1. Why does a post-secondary school (e.g., high school) expect students to master learning strategies when they get into higher education?

1.1. Why are not learning strategies not taught in all levels of education (K-12)? (McGuire, 2015, p. 3)

1.2. Is Bloom’s Taxonomy the reason many students’ study habits consist of rereading?

2. As learning designers, how can we motivate students to focus on their learning strategies rather than objectives? (McGuire, 2015, p. 27)

2.1. How can we motivate students to focus on their learning goals rather than GPA goals? (McGuire, 2015, p. 37)

3. how can teachers best communicate to students that learning should be prioritized outside of school?

4. How do we advance new methods of learning without integrating Love’s assertions?

5. As we prepare our learning engagement projects, how do we respond to our learning engagement problem in a holistic fashion? How do we recognize our own blind spots?

6. how can institutions help faculty focus on learning, particularly when there may not be much accountability or incentive for faculty to improve (e.g. due to the tenure system, etc.)?

6.1. what is the role of non-faculty in students' experiences?

6.2. How might we help design environments that improve student motivation in a way that facilitates learning?

7. What are tectonic shifts? How might tectonic shifts look in the digital world and the non-digital world? (Siemens, 2004)

8. How can a learning designer, teacher, or mentor, teach a student how to learn when are you learning the material yourself? (McGuire, 2015, p. 2)

9. How should instructional designers use education research when they are developing their courses, considering there is so much disagreement on what works and may even go against our intution?

10. What is right about our education system? Are there any practices, methods, theories that are widespread, long-standing and successful?

11. What parts of McQuire’s discussion in the first 8 chapters compliment Love’s framework?

11.1. Do these types of improved teaching/learning strategies uphold aspects of the education survival complex, directly combat it, or seem distanced from it? Where else did you see places of tension?
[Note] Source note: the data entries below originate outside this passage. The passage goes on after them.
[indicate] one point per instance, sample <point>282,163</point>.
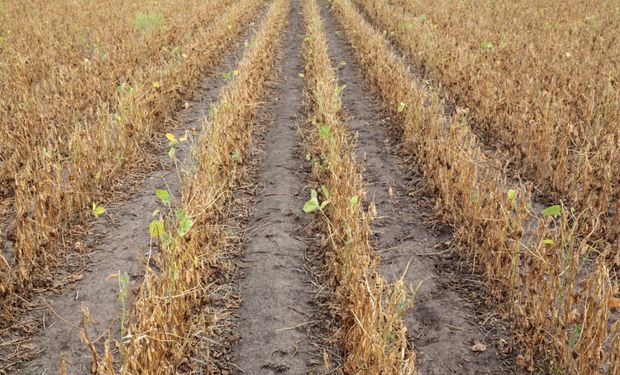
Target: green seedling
<point>97,210</point>
<point>313,204</point>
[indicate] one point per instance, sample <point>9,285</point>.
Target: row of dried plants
<point>171,312</point>
<point>370,310</point>
<point>544,276</point>
<point>540,82</point>
<point>86,108</point>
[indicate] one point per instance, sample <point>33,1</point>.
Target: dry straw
<point>169,308</point>
<point>557,293</point>
<point>86,102</point>
<point>541,84</point>
<point>373,336</point>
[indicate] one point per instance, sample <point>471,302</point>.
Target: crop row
<point>370,310</point>
<point>168,311</point>
<point>558,295</point>
<point>119,103</point>
<point>541,88</point>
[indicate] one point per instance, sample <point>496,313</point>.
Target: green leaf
<point>98,210</point>
<point>184,226</point>
<point>353,201</point>
<point>512,194</point>
<point>173,140</point>
<point>325,191</point>
<point>180,214</point>
<point>325,131</point>
<point>312,204</point>
<point>163,196</point>
<point>156,228</point>
<point>554,210</point>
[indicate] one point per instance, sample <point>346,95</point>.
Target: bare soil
<point>276,313</point>
<point>450,335</point>
<point>117,242</point>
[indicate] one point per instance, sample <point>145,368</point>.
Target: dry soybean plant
<point>528,260</point>
<point>161,333</point>
<point>121,84</point>
<point>539,80</point>
<point>373,335</point>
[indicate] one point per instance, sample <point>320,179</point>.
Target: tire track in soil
<point>276,312</point>
<point>442,325</point>
<point>119,241</point>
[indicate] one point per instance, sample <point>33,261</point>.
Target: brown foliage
<point>373,335</point>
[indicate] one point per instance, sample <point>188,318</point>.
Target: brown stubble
<point>163,326</point>
<point>64,153</point>
<point>373,336</point>
<point>502,236</point>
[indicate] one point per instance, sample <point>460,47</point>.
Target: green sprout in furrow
<point>373,336</point>
<point>53,190</point>
<point>561,137</point>
<point>559,299</point>
<point>162,332</point>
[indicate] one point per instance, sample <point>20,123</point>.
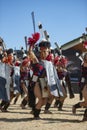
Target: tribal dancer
<point>44,79</point>
<point>83,86</point>
<point>6,74</point>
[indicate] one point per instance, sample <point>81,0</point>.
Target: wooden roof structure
<point>76,44</point>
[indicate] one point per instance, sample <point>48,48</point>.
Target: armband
<point>34,78</point>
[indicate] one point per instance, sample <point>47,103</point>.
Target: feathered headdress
<point>32,40</point>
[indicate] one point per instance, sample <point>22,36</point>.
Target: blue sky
<point>64,20</point>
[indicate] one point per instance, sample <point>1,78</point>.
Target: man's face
<point>44,53</point>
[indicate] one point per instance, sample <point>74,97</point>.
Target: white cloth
<point>52,79</point>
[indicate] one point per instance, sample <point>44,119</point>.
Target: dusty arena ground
<point>21,119</point>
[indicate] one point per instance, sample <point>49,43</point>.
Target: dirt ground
<point>21,119</point>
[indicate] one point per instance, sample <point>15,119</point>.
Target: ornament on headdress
<point>44,44</point>
<point>60,60</point>
<point>32,40</point>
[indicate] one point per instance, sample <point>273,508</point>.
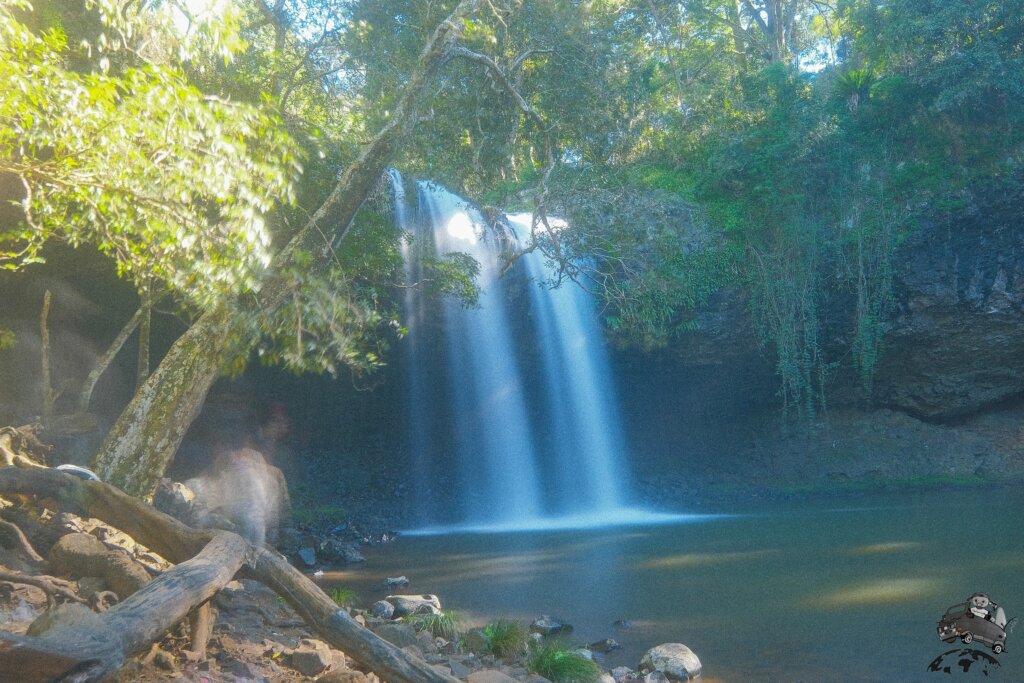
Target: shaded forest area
<point>795,179</point>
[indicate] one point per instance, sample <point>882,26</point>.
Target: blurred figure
<point>243,489</point>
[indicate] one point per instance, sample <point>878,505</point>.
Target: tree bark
<point>147,433</point>
<point>95,645</point>
<point>83,646</point>
<point>142,441</point>
<point>103,361</point>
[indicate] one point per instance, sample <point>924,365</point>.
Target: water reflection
<point>806,593</point>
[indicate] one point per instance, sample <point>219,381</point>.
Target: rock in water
<point>415,604</point>
<point>605,645</point>
<point>676,660</point>
<point>308,556</point>
<point>332,550</point>
<point>550,626</point>
<point>397,582</point>
<point>382,609</point>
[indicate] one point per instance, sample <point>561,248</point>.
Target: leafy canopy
<point>126,155</point>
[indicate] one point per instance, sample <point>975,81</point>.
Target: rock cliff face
<point>955,342</point>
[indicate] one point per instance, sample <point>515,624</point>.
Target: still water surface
<point>842,589</point>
12. what learning strategies would one use to be an expert in parsing through large amounts of data in order to learn about a topic?

12.1. Does being an expert include being adept with such technology that can parse through lots of data? (This reminds me of Interface University from Alternative Universities, in which humans work in concert with technology to solve a problem.)

13. What does it mean to have a growth/fixed mindset in under connectivism?